Letter: Openly flouting Constitution’s intent

Letter to the Editor

To put the matter in a nutshell, Trump v. United States wrongfully invents both absolute and presumptive criminal immunity for the president’s official acts. The Constitution clearly contemplates removing a president from office for official acts (such as granting pardons) that were procured by bribery and expressly allows subsequent prosecution for these same crimes. Similarly, the presidential duty to take official counsel of his attorney general does not logically entail that criminal conspiracies between these two persons are immune from prosecution or excluded from use as evidence in court (United States v. Nixon, 1979). For the sovereignty of law embodied in the Constitution recognizes only limited forms of immunity: namely, for acts of speech and debate in Congress and from spurious civil suits.

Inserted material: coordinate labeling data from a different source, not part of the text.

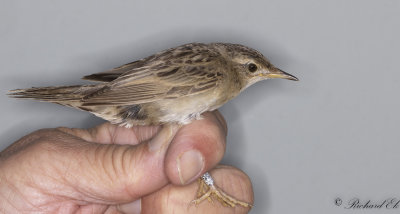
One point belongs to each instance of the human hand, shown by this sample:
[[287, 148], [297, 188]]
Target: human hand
[[111, 169]]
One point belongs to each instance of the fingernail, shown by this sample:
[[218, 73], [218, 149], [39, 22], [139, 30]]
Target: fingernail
[[133, 207], [190, 164]]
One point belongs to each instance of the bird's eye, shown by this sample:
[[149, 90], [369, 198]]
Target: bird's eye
[[252, 67]]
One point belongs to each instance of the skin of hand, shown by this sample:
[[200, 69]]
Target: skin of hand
[[111, 169]]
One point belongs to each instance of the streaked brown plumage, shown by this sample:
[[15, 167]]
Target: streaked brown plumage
[[172, 86]]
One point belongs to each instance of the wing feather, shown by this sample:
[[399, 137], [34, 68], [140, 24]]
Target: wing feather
[[183, 71]]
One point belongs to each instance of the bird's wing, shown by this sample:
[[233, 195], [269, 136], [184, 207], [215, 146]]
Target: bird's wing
[[108, 76], [174, 74]]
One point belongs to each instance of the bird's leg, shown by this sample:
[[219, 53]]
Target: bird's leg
[[208, 190]]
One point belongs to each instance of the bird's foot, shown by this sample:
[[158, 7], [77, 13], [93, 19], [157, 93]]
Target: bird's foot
[[207, 190]]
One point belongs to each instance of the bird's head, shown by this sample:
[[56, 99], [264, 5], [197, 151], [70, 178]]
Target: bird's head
[[252, 66]]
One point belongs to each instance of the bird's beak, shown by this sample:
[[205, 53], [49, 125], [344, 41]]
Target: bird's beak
[[278, 73]]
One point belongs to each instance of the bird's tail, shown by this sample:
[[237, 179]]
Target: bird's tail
[[64, 95]]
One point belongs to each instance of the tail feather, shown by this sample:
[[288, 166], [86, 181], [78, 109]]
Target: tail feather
[[61, 94]]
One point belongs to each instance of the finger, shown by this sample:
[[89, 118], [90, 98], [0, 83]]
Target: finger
[[108, 133], [196, 148], [95, 173], [178, 198]]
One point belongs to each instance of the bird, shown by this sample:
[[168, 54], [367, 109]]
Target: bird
[[174, 86]]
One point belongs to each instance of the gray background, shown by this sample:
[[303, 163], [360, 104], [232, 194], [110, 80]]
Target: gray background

The six concurring Justices have throughout this case failed to distinguish between officeholders subject to criminal prosecution and the offices held, whose powers such persons have abused. This failure places one person above the rule of law, and thereby openly flouts the Constitution’s express intent to “establish Justice” by treating all people as equal before the law. Mistakes of this magnitude committed by qualified jurists in the face of cogent objections are rightly presumed to be willful errors. So we are forced to conclude that these Justices have deliberately defied and subverted the Constitution, and have thereby violated their oaths of office. For this, and to prevent further judicial malfeasance, they should be forced to resign in disgrace or removed from the Court by act of Congress.